No, we did adjust the thinking levels in ChatGPT recently, but it was motivated by trying to improve the product based on what users told us, not cost savings. I wrote a bit more here: https://news.ycombinator.com/item?id=46887150

8note 131 days ago

so what actually happens if it isnt shenanigans?

its worth you guys doing on your end, some analysis of why customers are getting worse results a week or two later, and putting out some guidelines about what context is poisonous and the like

benterix 130 days ago

> I hope I am wrong, because if I am right, it's a con game.

I don't think they perceive it as a con game, on the contrary.
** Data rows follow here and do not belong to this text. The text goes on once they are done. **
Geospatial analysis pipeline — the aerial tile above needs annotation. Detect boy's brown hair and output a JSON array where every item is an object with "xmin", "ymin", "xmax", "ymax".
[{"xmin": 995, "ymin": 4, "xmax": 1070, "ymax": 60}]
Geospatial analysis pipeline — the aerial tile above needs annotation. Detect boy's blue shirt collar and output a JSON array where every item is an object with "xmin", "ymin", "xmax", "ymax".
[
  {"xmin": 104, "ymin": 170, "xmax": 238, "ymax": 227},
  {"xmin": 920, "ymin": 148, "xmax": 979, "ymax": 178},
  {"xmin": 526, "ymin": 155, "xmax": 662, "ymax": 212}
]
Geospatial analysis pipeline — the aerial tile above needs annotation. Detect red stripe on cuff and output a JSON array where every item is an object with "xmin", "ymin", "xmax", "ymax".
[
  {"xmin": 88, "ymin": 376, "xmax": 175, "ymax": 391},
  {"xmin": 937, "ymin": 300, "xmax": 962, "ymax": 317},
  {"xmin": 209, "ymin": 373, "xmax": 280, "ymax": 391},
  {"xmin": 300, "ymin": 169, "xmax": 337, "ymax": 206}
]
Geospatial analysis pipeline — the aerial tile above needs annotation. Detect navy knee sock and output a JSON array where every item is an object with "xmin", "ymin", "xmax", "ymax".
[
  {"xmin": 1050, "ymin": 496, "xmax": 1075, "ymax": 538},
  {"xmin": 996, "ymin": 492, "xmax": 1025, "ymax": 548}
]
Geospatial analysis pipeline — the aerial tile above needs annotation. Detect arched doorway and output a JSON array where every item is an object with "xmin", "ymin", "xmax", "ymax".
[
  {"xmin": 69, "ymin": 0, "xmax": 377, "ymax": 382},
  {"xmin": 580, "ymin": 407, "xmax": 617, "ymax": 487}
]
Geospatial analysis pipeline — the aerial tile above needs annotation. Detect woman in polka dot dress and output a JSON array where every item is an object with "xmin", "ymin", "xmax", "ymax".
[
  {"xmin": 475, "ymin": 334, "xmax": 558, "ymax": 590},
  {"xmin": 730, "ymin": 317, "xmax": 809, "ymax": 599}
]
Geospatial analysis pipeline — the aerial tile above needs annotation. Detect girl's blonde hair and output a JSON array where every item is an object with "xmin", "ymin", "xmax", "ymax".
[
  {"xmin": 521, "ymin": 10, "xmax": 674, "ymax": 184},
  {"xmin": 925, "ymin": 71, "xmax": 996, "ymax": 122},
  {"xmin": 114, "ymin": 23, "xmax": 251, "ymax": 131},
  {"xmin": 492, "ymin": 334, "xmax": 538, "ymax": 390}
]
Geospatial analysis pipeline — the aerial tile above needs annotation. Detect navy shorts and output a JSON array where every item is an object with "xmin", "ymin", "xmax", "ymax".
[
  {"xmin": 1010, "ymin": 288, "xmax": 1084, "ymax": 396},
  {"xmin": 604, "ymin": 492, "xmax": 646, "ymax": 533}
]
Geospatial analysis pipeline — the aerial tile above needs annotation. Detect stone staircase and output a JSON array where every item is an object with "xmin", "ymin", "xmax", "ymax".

They say below: "we also recently reduced the thinking effort in ChatGPT. Our intent here was purely user experience, not cost savings."

They are not the only ones playing this game. Google did the same with Gemini Pro.

scrollop 131 days ago

OpenAI isn't the only one:

Anthropic:

https://marginlab.ai/trackers/claude-code/

jxmesth 131 days ago

Someone should create a daily benchmark site for Codex like they did for Claude

OutOfHere 131 days ago

I see https://marginlab.ai/trackers/codex/

bethekidyouwant 131 days ago

I mean you can just run the benchmark again

OutOfHere 131 days ago

How are you going to benchmark the web ChatGPT Plus, which is where a reduction was suspected?